Trata-se de manter fidelidade criativa ao carisma, ao mesmo tempo que se responde

de forma ousada aos desafios atuais da sociedade e do mercado” (MURAD, 2007, p.

181-182).

Há que se compreender, no entanto, que a incorporação do conceito de gestão pelas

organizações empresariais e religiosas não carrega nenhuma neutralidade. Aliás, no que se

refere às organizações religiosas essa anexação faz parte de um processo de ideologização da

religião, tanto quanto de sua secularização, modernização e adequação à lógica do mundo dos

negócios.

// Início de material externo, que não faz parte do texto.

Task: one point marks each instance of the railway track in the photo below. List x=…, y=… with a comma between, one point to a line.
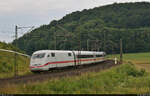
x=58, y=73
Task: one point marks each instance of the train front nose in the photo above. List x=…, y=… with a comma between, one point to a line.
x=37, y=61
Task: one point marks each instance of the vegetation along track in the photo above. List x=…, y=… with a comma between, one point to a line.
x=57, y=73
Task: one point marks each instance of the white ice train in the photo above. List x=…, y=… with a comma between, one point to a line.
x=46, y=59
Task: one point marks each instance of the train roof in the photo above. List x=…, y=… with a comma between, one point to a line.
x=62, y=51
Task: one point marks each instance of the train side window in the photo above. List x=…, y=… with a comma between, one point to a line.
x=53, y=54
x=48, y=55
x=69, y=54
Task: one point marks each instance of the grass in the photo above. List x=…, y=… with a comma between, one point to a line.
x=124, y=79
x=141, y=60
x=7, y=65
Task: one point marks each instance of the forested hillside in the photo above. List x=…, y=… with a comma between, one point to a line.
x=106, y=24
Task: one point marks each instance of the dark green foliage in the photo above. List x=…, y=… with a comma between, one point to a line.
x=129, y=21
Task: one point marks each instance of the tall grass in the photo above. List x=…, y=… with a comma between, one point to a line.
x=7, y=65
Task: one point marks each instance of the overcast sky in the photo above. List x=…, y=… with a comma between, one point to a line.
x=38, y=12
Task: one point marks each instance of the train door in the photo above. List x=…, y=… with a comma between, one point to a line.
x=74, y=56
x=51, y=59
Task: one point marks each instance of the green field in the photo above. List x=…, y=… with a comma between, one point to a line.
x=128, y=78
x=7, y=65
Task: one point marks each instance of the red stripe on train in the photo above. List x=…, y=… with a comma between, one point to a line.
x=60, y=62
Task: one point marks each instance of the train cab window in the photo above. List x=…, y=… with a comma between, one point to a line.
x=48, y=55
x=69, y=54
x=53, y=54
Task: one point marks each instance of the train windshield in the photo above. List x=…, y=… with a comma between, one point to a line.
x=38, y=56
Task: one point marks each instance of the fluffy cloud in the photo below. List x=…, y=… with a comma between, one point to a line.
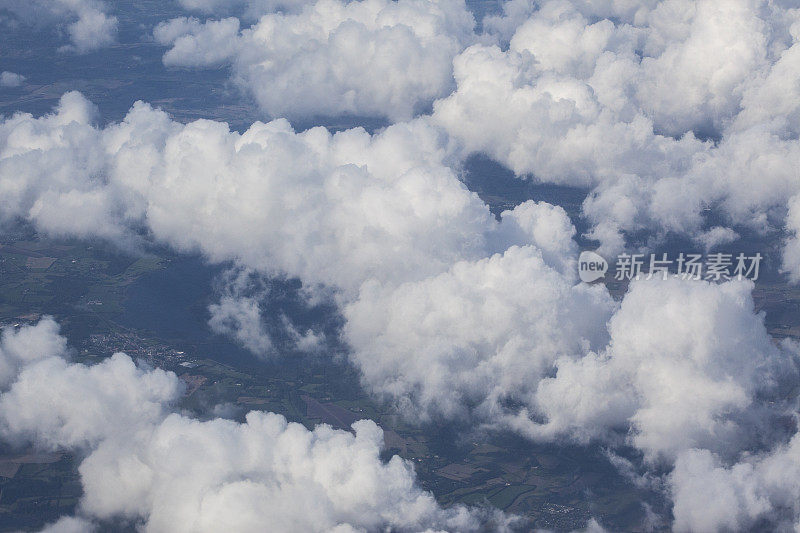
x=252, y=9
x=331, y=209
x=618, y=97
x=682, y=370
x=761, y=491
x=365, y=58
x=180, y=474
x=89, y=26
x=449, y=311
x=475, y=338
x=11, y=79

É por isso que algumas organizações religiosas, usando-se de chavões do tipo “é

para o Reino de Deus”, “é para glória de Deus” e “para missões”, utilizam a gestão como uma

estratégia para aumentar seu crescimento, sua produtividade e seus negócios. Neste aspecto, a

gestão empresarial torna-se aliada da gestão do sagrado, e as duas juntas, corroboram para que

algumas igrejas assumam a característica de uma eficiente corporação empresarial, pois, no

contexto religioso pluralista e competitivo, a produtividade e os resultados fazem toda a

diferença.

As instituições religiosas carismáticas quase sempre adotam os referenciais da gestão

empresarial para fazer a gestão da corporação, bem como do sagrado. Como o campo

religioso brasileiro é cada vez mais plural e concorrido, as igrejas carismáticas e

neopentecostais, por serem compelidas a concorrer e disputar o mercado desenvolvem suas

ações religiosas pela ótica da gestão de negócios. Essas instituições, segundo Mariano

(2003:115), no afã de superar a concorrência religiosa e atingir metas mais ambiciosas adotam

o modelo de organização e de gestão de molde empresarial. Nessa direção, a empresa está se

tornando o “modelo universal” de organização não só da religião, mas de todas as atividades

humanas. Parece que as organizações religiosas e eclesiásticas, e este é também o caso da

IBL, parecem não fugir a essa tendência.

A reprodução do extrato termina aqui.